KURIER: Die Raunächte beginnen mit der Thomas-Nacht am 21. Dezember. Warum heißen sie Raunächte?
Nina Stögmüller: Es gibt verschiedene Zugänge. Die eine Erklärung ist, sie heißen rau, weil es kalte Nächte waren. Früher gab es noch keine Zentralheizungen. Die andere Bedeutung ist, dass rau von ruch, haarig kommt. Das hatte mit den Perchten und ihren Fellen zu tun. Es könnte aber auch vom Räuchern kommen, weil in diesen Nächten viel geräuchert wurde. Es ist das Geheimnis der Raunächte, dass sie sich nicht erklären lassen. Es ist das Mystische und Märchenhafte, das mich bewegt hat, hier tiefer einzutauchen.
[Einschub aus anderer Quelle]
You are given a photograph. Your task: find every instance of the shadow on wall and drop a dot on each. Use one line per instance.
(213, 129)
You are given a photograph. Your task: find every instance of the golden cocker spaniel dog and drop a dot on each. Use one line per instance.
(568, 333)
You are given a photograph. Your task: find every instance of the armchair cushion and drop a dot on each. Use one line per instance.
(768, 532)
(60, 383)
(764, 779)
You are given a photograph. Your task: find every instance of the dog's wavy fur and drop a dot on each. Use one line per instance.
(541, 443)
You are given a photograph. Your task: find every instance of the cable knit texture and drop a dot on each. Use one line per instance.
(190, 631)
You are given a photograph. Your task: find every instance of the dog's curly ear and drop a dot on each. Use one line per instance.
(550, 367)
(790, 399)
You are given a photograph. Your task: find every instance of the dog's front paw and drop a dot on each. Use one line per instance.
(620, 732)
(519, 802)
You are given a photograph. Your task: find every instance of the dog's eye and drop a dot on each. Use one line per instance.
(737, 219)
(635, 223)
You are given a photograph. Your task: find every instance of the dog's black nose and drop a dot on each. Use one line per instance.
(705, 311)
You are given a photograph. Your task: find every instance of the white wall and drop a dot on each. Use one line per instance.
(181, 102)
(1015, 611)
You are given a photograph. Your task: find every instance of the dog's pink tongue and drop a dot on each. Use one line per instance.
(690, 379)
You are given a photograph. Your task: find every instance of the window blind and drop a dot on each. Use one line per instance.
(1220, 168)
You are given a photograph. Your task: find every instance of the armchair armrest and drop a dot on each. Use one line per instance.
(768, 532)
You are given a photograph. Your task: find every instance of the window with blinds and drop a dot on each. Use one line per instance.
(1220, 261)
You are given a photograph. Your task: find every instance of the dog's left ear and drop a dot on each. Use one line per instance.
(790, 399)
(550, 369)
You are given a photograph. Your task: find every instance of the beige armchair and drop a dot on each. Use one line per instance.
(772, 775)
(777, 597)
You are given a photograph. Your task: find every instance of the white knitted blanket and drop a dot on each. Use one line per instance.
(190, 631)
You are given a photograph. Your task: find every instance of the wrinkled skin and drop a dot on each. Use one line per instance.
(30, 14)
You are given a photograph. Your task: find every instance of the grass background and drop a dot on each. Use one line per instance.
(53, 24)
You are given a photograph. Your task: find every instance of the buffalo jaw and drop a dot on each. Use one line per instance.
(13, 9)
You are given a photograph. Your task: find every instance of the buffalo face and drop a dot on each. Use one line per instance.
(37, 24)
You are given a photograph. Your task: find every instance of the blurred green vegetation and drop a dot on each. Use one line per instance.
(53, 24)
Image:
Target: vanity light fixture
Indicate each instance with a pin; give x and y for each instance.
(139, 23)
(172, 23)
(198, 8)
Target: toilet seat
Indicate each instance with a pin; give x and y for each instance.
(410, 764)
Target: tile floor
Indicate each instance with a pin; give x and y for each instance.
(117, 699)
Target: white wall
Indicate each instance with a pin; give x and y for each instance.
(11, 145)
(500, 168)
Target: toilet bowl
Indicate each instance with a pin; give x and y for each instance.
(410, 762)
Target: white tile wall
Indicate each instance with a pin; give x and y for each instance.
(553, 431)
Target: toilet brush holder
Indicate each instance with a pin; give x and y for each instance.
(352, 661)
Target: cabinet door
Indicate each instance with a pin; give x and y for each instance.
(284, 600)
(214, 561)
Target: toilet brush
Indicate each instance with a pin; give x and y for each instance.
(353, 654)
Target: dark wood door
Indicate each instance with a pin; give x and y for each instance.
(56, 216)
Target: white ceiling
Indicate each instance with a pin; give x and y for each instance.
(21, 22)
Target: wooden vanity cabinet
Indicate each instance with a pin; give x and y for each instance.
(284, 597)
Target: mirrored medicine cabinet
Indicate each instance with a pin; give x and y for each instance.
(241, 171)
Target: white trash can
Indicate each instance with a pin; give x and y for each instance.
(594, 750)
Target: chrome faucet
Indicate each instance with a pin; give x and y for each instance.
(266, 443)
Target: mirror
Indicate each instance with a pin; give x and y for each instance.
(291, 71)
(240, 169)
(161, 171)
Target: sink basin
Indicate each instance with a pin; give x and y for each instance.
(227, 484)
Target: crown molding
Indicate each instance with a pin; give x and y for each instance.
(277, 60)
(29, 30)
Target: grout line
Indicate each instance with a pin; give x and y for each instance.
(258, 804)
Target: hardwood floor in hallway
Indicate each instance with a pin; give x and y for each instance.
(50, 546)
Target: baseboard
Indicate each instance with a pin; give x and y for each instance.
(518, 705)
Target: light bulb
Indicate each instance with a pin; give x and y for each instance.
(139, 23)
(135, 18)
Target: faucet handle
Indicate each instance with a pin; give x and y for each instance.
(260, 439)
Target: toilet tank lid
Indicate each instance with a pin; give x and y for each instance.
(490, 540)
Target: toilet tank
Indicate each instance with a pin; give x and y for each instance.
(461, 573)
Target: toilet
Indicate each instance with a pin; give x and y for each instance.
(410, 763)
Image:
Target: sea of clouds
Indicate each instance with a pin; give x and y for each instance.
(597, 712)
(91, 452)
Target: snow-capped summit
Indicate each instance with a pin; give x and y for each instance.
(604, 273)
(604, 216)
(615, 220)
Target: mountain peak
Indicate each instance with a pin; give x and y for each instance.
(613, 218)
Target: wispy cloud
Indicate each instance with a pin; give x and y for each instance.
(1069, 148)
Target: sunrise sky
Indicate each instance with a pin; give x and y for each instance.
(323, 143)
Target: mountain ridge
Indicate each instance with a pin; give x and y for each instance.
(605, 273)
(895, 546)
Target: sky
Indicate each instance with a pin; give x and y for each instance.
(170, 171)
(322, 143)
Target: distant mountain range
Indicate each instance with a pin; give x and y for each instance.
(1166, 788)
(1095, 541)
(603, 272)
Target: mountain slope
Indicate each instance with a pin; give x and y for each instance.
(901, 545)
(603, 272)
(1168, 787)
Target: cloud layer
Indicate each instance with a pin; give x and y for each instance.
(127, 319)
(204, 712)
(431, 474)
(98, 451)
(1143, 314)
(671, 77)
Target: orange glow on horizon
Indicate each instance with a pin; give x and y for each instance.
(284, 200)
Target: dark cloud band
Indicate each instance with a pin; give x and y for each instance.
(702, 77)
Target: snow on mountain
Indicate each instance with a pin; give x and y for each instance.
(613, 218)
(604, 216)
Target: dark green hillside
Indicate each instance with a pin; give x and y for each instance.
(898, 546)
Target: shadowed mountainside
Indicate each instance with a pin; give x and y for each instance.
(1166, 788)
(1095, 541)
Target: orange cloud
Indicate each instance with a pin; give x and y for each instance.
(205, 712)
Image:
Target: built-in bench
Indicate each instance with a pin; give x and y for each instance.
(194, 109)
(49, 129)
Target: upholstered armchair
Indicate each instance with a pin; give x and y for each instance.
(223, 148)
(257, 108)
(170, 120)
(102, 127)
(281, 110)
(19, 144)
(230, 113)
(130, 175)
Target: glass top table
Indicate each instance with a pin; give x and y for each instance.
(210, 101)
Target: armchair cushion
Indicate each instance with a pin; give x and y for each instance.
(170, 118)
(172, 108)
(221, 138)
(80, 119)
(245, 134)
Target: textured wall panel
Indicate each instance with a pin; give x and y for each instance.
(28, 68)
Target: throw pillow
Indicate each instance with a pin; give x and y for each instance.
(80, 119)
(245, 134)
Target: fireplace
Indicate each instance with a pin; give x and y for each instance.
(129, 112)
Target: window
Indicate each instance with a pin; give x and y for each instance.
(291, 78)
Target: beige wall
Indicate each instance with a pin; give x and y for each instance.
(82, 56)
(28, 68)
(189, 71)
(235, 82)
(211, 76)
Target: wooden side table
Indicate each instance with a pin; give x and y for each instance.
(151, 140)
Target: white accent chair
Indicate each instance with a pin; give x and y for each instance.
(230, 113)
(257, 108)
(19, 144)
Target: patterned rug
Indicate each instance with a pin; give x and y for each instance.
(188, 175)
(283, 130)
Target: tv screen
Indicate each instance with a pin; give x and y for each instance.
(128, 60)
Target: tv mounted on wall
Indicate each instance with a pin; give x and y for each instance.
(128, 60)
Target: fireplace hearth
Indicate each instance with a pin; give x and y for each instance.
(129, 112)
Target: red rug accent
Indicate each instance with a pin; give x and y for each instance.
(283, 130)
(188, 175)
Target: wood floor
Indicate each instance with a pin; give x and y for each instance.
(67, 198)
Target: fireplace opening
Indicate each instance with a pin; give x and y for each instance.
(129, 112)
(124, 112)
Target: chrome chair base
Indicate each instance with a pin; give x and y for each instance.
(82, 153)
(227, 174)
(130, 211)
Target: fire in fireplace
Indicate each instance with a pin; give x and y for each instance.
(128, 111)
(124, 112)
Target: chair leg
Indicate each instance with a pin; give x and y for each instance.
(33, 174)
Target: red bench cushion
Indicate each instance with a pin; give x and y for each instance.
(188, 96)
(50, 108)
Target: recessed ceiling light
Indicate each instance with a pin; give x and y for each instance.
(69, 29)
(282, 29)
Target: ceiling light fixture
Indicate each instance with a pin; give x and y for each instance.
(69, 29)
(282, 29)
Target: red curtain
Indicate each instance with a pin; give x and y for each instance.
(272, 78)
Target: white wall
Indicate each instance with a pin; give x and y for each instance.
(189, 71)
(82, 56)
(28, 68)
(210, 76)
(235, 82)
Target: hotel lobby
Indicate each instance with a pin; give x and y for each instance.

Warum ist diese Zeit eine besondere?
Die Raunächte bilden die Brücke zwischen dem alten und dem neuen Jahr. Bevor es den Sonnenkalender mit den 365 Tagen gab, gab es den Mondkalender mit 354 Tagen. Die Lücke zwischen den beiden sind die Raunächte. Sie führen die beiden zusammen. Sie gilt auch als stade, als tote Zeit, in der die Räder stillstehen sollen. In dieser Anderswelt wird das Schicksal der Menschen gewebt. Sogar die Sonne steht in dieser Zeit einmal still. Wir moderne Menschen soll uns hier eine kleine Auszeit nehmen. Das alte Jahr soll gut abgeschlossen und das neue Jahr gut begonnen werden. Das ist die Qualität der Raunächte.
Jede der zwölf Raunächte steht für ein Monat im Jahr.
Es soll eine Zeit der Reflexion sein?
Man soll bis zum 31. einen schriftlichen Jahresrückblick machen. Man erlebt die positiven Dinge noch einmal und man kann mit den Dingen, die nicht so gelaufen sind, Frieden schließen. Und sich überlegen, wie man es im neuen Jahr besser macht. Für Unternehmen sind Jahresabschlüsse gesetzlich vorgeschrieben. Die Menschen sollten auch ihren inneren Jahresabschluss machen. Das tut der Seelenhygiene gut.
Die erste Raunacht ist die Thomasnacht, die Wintersonnenwende vom 21. auf den 22. Dezember.
Sie ist die längste Nacht und zuvor der schwärzeste Tag. Hier haben die Menschen gefeiert, weil sie gewusst haben, die Tage werden wieder länger und es geht wieder aufwärts. Es war und ist es auch heute noch ein wichtiges Kultfest.
Am Thomastag gab es früher die Liebesorakel. Die Menschen haben überlegt, wer wird im nächsten Jahr mein Liebster? Es wurden Bräuche wie das Apfelschalenwerfen erfunden. Man hat versucht, auf einmal einen Apfel zu schälen, was ganz schwierig ist. Dann hat man sie mit rechten Hand über die linke Schulter geworfen und geschaut, auf welchem Buchstaben die Schalen liegen blieben. Das war der Anfangsbuchstabe vom Zukünftigen. Unverheiratete Mädchen sind um Mitternacht ins Freie gegangen, haben einen Zwetschgenbaum geschüttelt, wobei sie ein Sprücherl aufsagten. Aus der Richtung, aus der ein Hund gebellt hat, ist der Zukünftige gekommen.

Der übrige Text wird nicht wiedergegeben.